Intravenous contrast use and acute kidney injury: a retrospective study of 1,238 inpatients undergoing computed tomography
Radiol Bras . Mar-Apr 2021;54(2):77-82. doi: 10.1590/0100-3984.2020.0018.
Thyago A Coser, Juliana S V Leitão, Betina M Beltrame, Luciano S Selistre, Leandro Tasso
Objective: To determine the incidence of nephropathy induced by intravenous contrast in hospitalized patients undergoing computed tomography (CT).
Materials and methods: This was a retrospective cohort study involving 1,238 patients who underwent CT with or without intravenous administration of a contrast agent (iopromide). The primary outcome measure was acute kidney injury (AKI), as defined by the traditional criteria-an absolute or relative increase in serum creatinine (SCr) ≥ 0.5 mg/dL or ≥ 25% over baseline, respectively, at 2-3 days after contrast administration-and the newer, Kidney Disease: Improving Global Outcomes (KDIGO) criteria-an absolute or relative increase in SCr ≥ 0.3 mg/dL or ≥ 50% over baseline, respectively, at 2-7 days after contrast administration.

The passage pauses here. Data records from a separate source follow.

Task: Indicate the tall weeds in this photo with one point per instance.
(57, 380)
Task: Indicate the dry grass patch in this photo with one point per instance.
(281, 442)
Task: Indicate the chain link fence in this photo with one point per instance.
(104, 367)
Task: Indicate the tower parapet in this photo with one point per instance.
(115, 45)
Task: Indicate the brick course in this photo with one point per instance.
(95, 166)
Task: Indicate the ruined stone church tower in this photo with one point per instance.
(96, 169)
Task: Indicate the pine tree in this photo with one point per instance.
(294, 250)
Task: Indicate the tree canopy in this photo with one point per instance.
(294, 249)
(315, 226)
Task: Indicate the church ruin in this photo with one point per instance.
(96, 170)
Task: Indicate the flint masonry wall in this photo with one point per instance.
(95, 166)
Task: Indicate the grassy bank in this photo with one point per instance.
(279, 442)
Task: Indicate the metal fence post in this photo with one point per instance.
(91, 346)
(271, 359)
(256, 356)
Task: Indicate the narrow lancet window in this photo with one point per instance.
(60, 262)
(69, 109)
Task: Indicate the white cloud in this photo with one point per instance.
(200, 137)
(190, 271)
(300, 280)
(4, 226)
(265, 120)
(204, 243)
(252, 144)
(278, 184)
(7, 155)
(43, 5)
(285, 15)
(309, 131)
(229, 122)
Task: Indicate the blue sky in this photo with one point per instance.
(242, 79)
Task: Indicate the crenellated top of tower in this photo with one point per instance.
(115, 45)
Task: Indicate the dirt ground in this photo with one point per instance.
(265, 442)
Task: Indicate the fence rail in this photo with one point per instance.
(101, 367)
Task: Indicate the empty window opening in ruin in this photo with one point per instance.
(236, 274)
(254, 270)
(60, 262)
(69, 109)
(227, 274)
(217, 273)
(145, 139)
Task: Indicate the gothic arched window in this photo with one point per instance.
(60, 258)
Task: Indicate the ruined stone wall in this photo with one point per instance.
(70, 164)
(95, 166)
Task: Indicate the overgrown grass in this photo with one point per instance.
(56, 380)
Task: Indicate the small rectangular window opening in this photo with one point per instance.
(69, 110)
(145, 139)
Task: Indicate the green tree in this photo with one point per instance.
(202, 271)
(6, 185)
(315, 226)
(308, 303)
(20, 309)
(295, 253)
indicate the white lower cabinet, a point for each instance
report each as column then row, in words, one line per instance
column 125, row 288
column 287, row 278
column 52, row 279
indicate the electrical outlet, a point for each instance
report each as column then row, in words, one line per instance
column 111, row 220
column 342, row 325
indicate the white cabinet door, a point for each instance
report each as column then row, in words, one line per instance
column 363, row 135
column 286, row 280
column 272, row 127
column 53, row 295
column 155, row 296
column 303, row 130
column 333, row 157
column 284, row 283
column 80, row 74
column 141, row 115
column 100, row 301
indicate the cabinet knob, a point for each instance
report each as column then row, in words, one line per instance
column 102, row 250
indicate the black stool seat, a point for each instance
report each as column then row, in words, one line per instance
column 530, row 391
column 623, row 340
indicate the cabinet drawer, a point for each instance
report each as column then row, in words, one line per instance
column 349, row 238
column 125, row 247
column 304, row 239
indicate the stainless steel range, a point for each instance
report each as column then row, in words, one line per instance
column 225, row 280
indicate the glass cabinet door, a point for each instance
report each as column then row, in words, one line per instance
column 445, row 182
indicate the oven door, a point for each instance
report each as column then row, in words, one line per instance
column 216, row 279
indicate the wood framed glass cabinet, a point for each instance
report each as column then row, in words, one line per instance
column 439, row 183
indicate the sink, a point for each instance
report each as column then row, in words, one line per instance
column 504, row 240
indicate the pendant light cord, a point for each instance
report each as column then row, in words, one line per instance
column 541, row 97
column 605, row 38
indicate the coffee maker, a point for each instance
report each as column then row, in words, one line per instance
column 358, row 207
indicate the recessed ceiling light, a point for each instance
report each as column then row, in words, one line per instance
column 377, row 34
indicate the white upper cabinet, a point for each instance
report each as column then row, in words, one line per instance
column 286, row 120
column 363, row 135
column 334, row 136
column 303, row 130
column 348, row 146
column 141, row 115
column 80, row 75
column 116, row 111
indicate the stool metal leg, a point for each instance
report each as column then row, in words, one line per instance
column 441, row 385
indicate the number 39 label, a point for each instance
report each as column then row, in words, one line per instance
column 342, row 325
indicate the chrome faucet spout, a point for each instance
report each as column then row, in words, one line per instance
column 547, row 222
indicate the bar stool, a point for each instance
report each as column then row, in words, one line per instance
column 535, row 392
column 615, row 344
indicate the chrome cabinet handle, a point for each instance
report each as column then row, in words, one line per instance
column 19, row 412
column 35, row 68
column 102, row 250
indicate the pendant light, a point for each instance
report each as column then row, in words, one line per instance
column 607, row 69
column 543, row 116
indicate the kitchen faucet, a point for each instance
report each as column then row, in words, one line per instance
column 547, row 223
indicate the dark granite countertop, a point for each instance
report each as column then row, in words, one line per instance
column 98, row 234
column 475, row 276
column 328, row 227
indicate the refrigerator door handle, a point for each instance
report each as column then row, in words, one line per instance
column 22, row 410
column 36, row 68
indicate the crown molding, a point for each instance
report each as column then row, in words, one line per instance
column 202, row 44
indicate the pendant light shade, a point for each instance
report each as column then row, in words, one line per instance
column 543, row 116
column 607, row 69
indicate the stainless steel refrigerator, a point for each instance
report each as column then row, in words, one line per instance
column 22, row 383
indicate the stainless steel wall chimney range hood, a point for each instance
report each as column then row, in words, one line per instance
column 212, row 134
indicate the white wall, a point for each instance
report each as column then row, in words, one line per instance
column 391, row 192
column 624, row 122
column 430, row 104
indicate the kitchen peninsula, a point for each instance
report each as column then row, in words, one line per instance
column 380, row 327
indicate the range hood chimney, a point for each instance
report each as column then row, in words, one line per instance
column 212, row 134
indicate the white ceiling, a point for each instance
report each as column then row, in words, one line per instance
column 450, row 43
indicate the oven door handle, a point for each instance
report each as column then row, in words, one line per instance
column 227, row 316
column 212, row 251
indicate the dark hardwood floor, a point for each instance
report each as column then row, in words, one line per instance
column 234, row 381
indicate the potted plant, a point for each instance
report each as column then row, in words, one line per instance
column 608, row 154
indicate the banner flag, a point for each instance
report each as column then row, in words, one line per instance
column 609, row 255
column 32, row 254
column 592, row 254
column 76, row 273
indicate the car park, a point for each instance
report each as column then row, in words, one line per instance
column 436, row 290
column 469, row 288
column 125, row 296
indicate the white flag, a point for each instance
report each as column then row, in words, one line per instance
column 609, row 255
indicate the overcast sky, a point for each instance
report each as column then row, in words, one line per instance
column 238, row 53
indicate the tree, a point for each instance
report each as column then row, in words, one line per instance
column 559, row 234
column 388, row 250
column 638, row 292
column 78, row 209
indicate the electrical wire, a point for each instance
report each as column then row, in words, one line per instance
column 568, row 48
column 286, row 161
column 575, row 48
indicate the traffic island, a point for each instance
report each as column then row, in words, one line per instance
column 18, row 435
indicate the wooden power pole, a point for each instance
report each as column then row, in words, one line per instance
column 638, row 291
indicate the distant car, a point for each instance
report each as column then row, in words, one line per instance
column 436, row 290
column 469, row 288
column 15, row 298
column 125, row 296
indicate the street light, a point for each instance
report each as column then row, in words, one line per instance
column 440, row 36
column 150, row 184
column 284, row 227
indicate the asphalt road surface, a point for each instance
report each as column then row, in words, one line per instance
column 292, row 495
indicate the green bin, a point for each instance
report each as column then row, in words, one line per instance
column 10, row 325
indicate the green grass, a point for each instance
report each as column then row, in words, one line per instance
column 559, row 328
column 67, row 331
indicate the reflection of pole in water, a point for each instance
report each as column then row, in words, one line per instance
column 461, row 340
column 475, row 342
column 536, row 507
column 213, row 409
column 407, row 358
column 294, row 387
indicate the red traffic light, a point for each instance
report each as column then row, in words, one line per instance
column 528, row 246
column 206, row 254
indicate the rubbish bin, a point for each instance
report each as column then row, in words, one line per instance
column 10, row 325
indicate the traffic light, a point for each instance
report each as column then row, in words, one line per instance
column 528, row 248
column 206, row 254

Results: The overall incidence of AKI was 11.52% when the KDIGO criteria were applied. Univariate logistic regression demonstrated a significant association between an absolute post-CT increase in SCr ≥ 0.5 mg/dL and AKI, although that association did not retain significance in the multivariate analysis. Multivariate logistic regression initially found an association between an absolute post-CT increase in SCr ≥ 0.3 mg/dL and advanced age, although that association was not maintained after correction. We found no association between AKI and the risk factors evaluated.
Conclusion: We identified no criteria for contrast-induced nephropathy after CT; nor did we find AKI to be associated with the classical risk factors.